De stukken speelden zich vroeger allemaal in de buitenlucht af, hetgeen niet verwonderlijk is als we lezen dat de voorlopers van Nōh werden uitgevoerd door rondtrekkende priesters, ofwel in de open lucht, ofwel op de veranda van een tempel of Shintō-schrijn. Vandaag, laat 20ste, begin 21ste eeuw, zijn er opvoeringen in zaaltjes van Nōh-gezelschappen. Op het achterdoek van het toneel staat dan ook standaard een pijnboom bij het water die "de pijnboom van de goden-verschijning" wordt genoemd. Deskundige Richard Emmert meent dat deze pijnboom de toeschouwer er aan herinnert hoe de Shintō-goden Nōh aan de mensen doorgaven met een pijnboom als medium. Maar Royall Tyler wijst ook op de boeddhistische levenskolom wanneer hij de setting naar drie onderdelen beschouwt. De pijnboom staat aan de voet van een berg (al is het, wanneer verwezen word naar een historische gebeurtenis, maar een molshoop), en aan de rand van de zee (al is het maar een slootje), en daar tussenin ligt de mensenwereld - gesymboliseerd door die pijnboom, dus land, dus agrarische activiteit - waar het drama zich afspeelt. Die mens bevindt zich dan tussen de hogere wereld van gelukkiger wezens - met Boeddha of Boeddhaschap, vaak door een volle maan gesymboliseerd daarboven(3), en de lagere wereld waar zowel de goedmoedige draken als de hellen gevonden moeten worden daar onder.
Wanneer we het hele gebied op de kaart bekijken, zien we dat de Japanse Zee waarschijnlijk een groot kratermeer is, en herinneren we ons dat het langs die kraterrand nog steeds niet rustig is. Daar zouden we de oorsprong kunnen vinden van de magische krachten die de Japanse Nōh-liefhebber aan de zee en de kusten toeschrijft.
Een verwijzing naar tegelijkertijd de zee en de reddende "Ander-kracht" van Amida Boeddha vinden we in het stuk Matzukaze:


"Een roeiboot kan de zee niet oversteken | noch wij deze droomwereld."


Noten:
(1) Arthur Waley (1889-1966), orientalist en aanjager van de Reine Land-gemeenschap in Europa, en met name de UK.
(2) Ezra Pound (1885-1972). Hij werkte samen met de orientalist Ernest Fenollosa.
(3) Wanneer een van de twee aan hun lot overgelaten courtisanes uit het stuk Matsukaze, toch van de hand van de Shintō-priester Kan'ami, zegt, "Oh, kijk!

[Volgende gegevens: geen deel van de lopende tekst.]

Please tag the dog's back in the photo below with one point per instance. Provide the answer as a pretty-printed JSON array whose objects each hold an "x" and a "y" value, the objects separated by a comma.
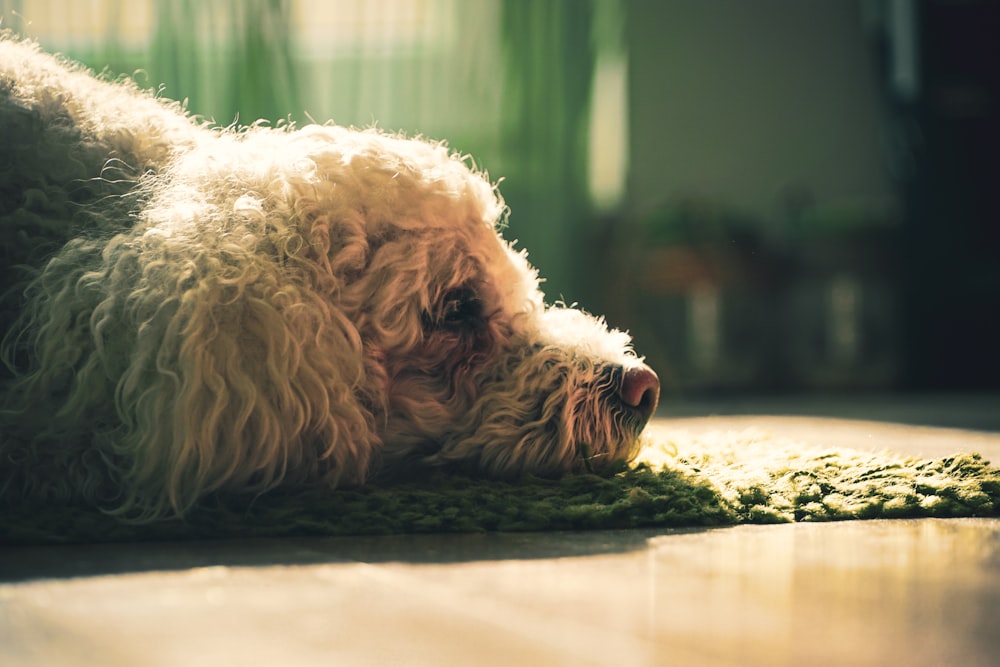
[{"x": 71, "y": 147}]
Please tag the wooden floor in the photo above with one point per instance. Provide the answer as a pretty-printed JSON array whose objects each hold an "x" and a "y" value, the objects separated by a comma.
[{"x": 921, "y": 592}]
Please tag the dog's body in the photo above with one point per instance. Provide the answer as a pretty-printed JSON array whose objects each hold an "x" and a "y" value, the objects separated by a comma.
[{"x": 233, "y": 310}]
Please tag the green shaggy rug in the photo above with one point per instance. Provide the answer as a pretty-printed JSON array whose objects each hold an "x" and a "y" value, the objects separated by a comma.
[{"x": 706, "y": 480}]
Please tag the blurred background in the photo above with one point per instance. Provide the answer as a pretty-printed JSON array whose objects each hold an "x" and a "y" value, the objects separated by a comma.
[{"x": 775, "y": 197}]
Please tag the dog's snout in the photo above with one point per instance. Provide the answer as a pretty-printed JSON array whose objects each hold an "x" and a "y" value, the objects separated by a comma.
[{"x": 640, "y": 390}]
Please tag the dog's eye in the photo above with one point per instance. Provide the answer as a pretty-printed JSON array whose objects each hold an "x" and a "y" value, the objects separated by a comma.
[{"x": 459, "y": 307}]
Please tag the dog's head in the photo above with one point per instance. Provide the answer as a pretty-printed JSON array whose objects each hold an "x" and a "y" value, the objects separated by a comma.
[{"x": 465, "y": 365}]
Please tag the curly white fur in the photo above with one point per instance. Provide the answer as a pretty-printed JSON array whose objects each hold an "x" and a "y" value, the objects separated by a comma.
[{"x": 234, "y": 310}]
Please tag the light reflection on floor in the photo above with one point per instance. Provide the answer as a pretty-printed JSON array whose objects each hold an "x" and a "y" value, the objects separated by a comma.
[{"x": 881, "y": 592}]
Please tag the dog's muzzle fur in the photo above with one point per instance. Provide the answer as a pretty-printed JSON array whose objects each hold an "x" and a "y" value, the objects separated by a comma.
[{"x": 214, "y": 311}]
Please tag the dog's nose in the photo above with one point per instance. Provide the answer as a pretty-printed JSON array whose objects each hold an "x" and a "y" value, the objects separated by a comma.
[{"x": 640, "y": 390}]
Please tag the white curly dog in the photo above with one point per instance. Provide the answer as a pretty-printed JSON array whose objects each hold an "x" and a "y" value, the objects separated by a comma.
[{"x": 226, "y": 311}]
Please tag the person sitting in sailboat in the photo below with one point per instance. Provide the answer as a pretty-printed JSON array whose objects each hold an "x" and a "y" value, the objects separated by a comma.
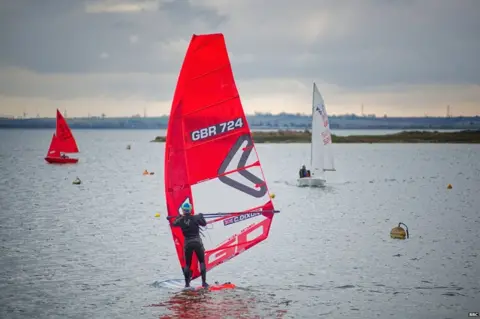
[{"x": 304, "y": 172}]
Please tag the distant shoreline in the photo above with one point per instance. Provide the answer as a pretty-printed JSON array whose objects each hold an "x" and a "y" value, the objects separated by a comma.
[{"x": 466, "y": 137}]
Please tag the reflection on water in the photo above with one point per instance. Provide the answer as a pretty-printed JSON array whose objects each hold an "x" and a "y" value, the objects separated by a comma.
[
  {"x": 92, "y": 251},
  {"x": 238, "y": 303}
]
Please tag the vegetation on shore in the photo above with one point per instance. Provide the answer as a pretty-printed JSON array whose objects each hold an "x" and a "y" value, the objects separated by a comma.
[{"x": 472, "y": 137}]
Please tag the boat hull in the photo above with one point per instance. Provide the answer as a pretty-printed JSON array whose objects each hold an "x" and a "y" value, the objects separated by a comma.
[
  {"x": 311, "y": 182},
  {"x": 61, "y": 160}
]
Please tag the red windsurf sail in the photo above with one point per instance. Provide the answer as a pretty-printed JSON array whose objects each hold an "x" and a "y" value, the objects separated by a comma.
[
  {"x": 210, "y": 158},
  {"x": 66, "y": 141}
]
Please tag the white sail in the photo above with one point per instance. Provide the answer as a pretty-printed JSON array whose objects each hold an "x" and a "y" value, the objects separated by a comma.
[
  {"x": 317, "y": 147},
  {"x": 322, "y": 153}
]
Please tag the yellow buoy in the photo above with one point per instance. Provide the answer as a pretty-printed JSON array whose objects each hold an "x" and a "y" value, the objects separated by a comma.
[{"x": 398, "y": 232}]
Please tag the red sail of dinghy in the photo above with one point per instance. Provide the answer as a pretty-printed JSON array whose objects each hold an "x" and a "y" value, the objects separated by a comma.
[
  {"x": 210, "y": 157},
  {"x": 53, "y": 149},
  {"x": 67, "y": 143}
]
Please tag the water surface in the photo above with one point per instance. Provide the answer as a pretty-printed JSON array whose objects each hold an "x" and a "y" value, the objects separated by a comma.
[{"x": 97, "y": 251}]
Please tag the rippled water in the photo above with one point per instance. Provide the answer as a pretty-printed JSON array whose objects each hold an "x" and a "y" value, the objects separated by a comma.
[{"x": 97, "y": 251}]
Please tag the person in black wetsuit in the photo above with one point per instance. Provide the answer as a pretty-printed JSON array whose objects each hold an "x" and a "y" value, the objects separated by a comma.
[
  {"x": 303, "y": 172},
  {"x": 193, "y": 243}
]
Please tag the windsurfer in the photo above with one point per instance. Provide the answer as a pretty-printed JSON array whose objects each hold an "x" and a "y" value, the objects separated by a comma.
[
  {"x": 304, "y": 172},
  {"x": 193, "y": 243}
]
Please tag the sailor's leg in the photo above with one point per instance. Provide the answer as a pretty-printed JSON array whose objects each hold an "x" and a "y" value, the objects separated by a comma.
[
  {"x": 188, "y": 262},
  {"x": 200, "y": 252}
]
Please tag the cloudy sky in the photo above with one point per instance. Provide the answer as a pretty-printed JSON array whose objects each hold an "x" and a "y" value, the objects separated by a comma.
[{"x": 399, "y": 57}]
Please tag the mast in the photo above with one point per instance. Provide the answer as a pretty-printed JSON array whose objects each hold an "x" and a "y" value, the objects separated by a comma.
[{"x": 311, "y": 131}]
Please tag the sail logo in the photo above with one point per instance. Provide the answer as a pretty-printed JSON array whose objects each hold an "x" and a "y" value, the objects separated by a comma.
[
  {"x": 239, "y": 218},
  {"x": 259, "y": 188},
  {"x": 187, "y": 200},
  {"x": 320, "y": 108}
]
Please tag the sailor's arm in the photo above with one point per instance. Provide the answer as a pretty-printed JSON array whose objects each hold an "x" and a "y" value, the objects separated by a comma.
[{"x": 177, "y": 220}]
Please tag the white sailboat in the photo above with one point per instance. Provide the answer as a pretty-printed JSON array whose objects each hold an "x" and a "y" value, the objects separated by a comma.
[{"x": 321, "y": 158}]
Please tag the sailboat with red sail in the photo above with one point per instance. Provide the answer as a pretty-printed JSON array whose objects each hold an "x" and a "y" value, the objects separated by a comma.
[
  {"x": 62, "y": 142},
  {"x": 211, "y": 161}
]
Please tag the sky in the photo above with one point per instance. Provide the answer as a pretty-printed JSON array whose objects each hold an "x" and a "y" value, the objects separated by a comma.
[{"x": 396, "y": 57}]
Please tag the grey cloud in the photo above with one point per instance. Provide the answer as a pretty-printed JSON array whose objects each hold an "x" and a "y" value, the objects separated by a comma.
[{"x": 363, "y": 44}]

Ik heb de maan in mijn emmer" (de weerspiegeling van de maan in een emmer zeewater), dan wordt hiermee gezegd dat ook de meest eenvoudige dingen boeddhanatuur hebben, en dus waardigheid bezitten.


Het boeddhisme van Nōh
Voor de beschouwing over de Nōh-literatuur, en met name de connectie met het boeddhisme, wordt hier gebruik gemaakt van een artikel van Royall Tyler zoals dat op het Internet is achtergelaten door een vietnamese boeddhistische gemeenschap.
In dat artikel wijst hij zowel op de verbintenis met Shintō, als op "boeddhistische elementen" in Nōh. Hij wijst op de sterke aanwezigheid van devotie naar Amitābha Boeddha, die in Japan Amidá(1) heet, en ook op de verering van de Lotus Soetra(2), op sporen van de Avatámsaka (in het japans Kegon)-leer, op zen(3), en op de invloed van het esoterische boeddhisme, dat - kijken we naar de vertaalde stukken zelf - gehaald werd uit de Shingon-traditie, meer dan uit de esoterische tak van de Tendai-traditie.
Daarnaast hebben zowel rondtrekkende monniken uit een inmiddels bijna verdwenen Reine Land-sub-traditie, als de yamabushi een belangrijke rol in de Nōh-stukken. Yamabushi zijn in de bergen verblijvende monnik-asceten die zich tot op de dag van vandaag laten inspireren door zowel Shintō-riten zoals die rond het water, als door het Amidisme, als de leer rond de Lotus Soetra, en de boeddhistische esoterie.


Noten:
(1) Hier wordt gesproken over "Amidisme", en niet over "Reine Land-leer" omdat Amidá Boeddha zoals hij in Nōh wordt aangeroepen welbeschouwd eerder de Amidá van de Lotus Soetra is dan die van de Reine Land-geschriften. Een van de plaatsen in de Lotus waar Amidá wordt voorgesteld gaat als volgt:
"Welke vrouw dan ook, die in de laatste vijfhonderd jaar van dit millenium dit hoofdstuk over de Aloude Devotie naar Bhaishagyarāga (een helende boeddhafiguur) zal horen en er in door zal dringen, zal, na haar verdwijnen van deze aarde, in de wereld Sukhāvati (het Reine of Gelukzalige Land) worden geboren waar de Heer Amitāyus [Amidá], de Zo-gekomene, Zo-Gegane ... verblijft, omringd door een menigte bodhisattvas. Daar zal hij (die in een voorgaand leven een vrouw was) verschijnen, gezeten op een troon in het midden van een lotus ..."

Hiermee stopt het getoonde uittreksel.